4. Making the Roads Safe and Convenient for Bikes

• Develop a public education campaign to encourage safe driving near cyclists and increasing signage to remind motorists that cyclists share the roads.
• Create a ‘cycle safe hotline’ for cyclists, motorists or pedestrians to report the numbers plates of dangerous drivers for police follow?up.
• Legislate to ensure all new roads and bridges and any upgrades of existing roads and bridges include provision for bicycles to current best practice standards.

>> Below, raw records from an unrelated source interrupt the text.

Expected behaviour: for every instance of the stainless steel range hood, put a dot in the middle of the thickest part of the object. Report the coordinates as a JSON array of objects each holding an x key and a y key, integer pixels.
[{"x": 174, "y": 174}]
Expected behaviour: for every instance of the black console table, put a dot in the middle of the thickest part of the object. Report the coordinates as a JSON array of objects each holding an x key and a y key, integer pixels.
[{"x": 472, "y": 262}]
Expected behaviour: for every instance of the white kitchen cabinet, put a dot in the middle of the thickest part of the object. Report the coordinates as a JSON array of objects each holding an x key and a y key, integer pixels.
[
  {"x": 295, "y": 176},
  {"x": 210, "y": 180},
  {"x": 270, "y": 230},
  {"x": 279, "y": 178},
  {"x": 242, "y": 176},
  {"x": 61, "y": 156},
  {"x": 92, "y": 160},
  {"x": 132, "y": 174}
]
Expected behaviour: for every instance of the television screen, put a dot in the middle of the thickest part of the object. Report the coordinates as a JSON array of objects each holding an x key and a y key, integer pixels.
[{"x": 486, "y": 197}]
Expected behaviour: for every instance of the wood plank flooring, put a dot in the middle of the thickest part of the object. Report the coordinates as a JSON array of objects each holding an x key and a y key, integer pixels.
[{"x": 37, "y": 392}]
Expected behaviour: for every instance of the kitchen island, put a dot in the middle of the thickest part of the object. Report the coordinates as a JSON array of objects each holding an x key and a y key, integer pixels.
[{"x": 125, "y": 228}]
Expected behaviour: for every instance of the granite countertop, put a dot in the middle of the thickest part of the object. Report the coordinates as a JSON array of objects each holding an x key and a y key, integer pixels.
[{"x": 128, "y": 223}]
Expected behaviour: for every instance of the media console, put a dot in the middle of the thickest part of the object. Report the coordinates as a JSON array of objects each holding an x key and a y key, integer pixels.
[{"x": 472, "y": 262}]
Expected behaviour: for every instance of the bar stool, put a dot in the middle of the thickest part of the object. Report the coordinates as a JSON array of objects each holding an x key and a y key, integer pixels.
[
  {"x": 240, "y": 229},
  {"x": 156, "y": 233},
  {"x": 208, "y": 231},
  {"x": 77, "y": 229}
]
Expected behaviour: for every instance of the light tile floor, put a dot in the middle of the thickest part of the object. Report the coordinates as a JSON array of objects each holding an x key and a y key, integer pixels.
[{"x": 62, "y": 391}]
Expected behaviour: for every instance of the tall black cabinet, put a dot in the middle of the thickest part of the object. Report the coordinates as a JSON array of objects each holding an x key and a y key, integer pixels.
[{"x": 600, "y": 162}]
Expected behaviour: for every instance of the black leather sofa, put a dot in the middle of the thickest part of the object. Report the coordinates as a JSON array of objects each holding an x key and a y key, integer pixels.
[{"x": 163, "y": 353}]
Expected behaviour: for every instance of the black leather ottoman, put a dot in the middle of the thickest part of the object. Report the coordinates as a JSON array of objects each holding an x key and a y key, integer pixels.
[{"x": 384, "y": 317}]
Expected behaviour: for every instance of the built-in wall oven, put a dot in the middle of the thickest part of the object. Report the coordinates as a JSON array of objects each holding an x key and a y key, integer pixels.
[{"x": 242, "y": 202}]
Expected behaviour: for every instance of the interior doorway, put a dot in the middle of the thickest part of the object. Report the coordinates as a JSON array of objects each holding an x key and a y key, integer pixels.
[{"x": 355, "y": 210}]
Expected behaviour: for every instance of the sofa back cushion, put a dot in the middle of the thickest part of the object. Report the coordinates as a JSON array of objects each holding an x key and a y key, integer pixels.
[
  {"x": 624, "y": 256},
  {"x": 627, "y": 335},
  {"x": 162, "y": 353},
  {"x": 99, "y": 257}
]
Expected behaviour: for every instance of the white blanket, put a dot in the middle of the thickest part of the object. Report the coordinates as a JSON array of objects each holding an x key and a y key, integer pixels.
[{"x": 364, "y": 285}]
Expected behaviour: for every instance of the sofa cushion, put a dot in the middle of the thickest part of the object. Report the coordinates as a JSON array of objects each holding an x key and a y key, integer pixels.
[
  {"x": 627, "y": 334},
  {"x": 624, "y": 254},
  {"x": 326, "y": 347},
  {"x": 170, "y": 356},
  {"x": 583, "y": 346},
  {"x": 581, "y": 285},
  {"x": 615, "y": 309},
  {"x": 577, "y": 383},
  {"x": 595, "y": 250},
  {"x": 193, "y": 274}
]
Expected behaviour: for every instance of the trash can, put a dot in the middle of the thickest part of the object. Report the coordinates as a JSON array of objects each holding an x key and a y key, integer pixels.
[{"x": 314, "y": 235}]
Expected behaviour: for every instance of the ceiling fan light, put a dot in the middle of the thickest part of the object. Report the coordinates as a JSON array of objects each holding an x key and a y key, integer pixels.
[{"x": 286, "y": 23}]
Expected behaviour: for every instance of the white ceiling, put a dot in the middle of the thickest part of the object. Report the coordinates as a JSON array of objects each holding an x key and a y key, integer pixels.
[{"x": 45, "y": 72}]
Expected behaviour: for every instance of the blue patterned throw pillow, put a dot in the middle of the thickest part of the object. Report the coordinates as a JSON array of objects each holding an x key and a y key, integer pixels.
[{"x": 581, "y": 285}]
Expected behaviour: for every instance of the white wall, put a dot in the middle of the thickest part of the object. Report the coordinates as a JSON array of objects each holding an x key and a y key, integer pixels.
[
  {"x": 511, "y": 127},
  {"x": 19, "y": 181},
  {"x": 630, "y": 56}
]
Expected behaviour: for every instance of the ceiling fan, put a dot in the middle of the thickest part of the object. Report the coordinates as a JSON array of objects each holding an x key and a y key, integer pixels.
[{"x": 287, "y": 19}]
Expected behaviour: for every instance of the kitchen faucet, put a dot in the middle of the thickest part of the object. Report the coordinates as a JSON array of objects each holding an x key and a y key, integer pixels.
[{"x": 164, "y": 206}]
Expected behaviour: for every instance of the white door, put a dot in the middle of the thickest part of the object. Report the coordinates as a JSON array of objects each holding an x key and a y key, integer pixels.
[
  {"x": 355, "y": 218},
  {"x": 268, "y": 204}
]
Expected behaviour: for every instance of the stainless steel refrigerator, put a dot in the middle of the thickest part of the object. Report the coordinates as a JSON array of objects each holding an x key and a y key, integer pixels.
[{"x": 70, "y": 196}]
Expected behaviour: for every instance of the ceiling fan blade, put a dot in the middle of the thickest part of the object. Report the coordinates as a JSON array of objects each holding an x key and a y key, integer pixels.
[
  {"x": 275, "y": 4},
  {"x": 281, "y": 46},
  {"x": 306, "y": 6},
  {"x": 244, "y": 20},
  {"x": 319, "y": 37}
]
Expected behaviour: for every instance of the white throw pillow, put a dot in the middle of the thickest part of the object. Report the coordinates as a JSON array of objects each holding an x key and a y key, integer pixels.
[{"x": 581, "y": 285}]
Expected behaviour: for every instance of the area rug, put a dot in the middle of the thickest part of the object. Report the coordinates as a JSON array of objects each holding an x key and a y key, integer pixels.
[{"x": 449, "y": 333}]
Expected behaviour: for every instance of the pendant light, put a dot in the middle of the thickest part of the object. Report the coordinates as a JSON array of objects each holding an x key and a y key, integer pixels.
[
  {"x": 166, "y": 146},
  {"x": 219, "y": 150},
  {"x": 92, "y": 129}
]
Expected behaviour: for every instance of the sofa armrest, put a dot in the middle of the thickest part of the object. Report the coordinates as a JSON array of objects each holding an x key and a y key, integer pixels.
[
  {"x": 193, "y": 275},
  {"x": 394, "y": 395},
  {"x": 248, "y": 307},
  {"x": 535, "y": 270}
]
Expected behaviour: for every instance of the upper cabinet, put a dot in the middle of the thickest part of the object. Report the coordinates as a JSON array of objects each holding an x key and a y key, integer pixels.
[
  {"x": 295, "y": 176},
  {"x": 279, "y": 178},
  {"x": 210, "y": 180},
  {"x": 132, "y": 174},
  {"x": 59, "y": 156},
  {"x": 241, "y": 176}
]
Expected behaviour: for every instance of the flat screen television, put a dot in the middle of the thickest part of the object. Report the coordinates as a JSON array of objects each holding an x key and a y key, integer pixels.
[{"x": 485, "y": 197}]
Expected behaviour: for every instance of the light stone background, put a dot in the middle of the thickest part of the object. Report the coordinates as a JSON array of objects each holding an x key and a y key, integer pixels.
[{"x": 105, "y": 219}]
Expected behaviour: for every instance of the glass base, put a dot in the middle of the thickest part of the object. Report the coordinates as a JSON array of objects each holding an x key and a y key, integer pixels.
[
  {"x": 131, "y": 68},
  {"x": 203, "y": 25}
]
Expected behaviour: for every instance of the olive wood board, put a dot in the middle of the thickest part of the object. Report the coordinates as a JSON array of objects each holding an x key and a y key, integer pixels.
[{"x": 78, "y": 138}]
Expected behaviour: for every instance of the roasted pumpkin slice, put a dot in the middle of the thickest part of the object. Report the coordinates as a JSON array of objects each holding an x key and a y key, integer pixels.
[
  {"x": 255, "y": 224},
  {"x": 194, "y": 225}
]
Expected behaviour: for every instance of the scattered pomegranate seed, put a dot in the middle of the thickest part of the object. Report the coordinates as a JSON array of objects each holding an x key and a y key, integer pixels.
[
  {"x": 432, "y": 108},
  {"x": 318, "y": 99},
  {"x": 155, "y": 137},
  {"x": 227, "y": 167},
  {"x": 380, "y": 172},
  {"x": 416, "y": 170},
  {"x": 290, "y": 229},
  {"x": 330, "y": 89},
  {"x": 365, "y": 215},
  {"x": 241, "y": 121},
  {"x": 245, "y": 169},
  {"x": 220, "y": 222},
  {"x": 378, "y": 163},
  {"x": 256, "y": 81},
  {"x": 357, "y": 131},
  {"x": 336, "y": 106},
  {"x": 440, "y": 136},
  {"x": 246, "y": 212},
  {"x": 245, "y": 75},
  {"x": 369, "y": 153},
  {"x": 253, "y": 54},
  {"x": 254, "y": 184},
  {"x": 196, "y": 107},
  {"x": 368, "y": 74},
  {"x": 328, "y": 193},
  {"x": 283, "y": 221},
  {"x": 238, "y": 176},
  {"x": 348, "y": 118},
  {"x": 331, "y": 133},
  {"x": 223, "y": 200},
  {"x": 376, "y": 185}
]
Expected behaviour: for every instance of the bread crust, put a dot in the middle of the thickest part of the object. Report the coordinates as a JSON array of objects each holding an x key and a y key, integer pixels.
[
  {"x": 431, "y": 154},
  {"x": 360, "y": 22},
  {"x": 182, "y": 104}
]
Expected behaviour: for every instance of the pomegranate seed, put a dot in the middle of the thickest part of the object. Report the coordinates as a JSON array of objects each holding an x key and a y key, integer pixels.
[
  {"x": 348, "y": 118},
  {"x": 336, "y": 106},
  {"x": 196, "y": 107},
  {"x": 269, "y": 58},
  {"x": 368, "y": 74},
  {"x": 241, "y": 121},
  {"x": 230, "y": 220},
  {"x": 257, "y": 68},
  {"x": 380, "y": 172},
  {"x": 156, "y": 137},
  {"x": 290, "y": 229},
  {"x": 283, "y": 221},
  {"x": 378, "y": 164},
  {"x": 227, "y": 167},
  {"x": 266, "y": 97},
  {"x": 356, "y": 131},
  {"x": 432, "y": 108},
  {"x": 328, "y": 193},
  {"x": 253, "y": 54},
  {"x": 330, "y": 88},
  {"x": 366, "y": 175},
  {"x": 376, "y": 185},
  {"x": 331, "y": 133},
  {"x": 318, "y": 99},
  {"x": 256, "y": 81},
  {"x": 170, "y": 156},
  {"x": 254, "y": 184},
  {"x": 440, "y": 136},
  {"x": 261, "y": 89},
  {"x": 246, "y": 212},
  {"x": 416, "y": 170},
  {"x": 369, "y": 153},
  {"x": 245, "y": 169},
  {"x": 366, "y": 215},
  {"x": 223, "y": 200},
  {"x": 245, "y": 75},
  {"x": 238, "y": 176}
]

The Greens believe that the Roads and Traffic Authority should upgrade its road standards, traffic signal designs and operating procedures to include safe bicycle access on its roads and signalised intersections.
• Rearrange the way our transport systems are managed to give priority to environmentally sustainable transport. For example, adjust the phasing of traffic lights to allow bicycles and pedestrians to have priority over motor vehicles at intersections.
• Increased penalties for drivers intimidating or inflicting damage on pedestrians or cyclists.

5. Cycling Facilities

• Ensure all new developments of commercial or large residential are built with secure bike parking, shower and locker facilities.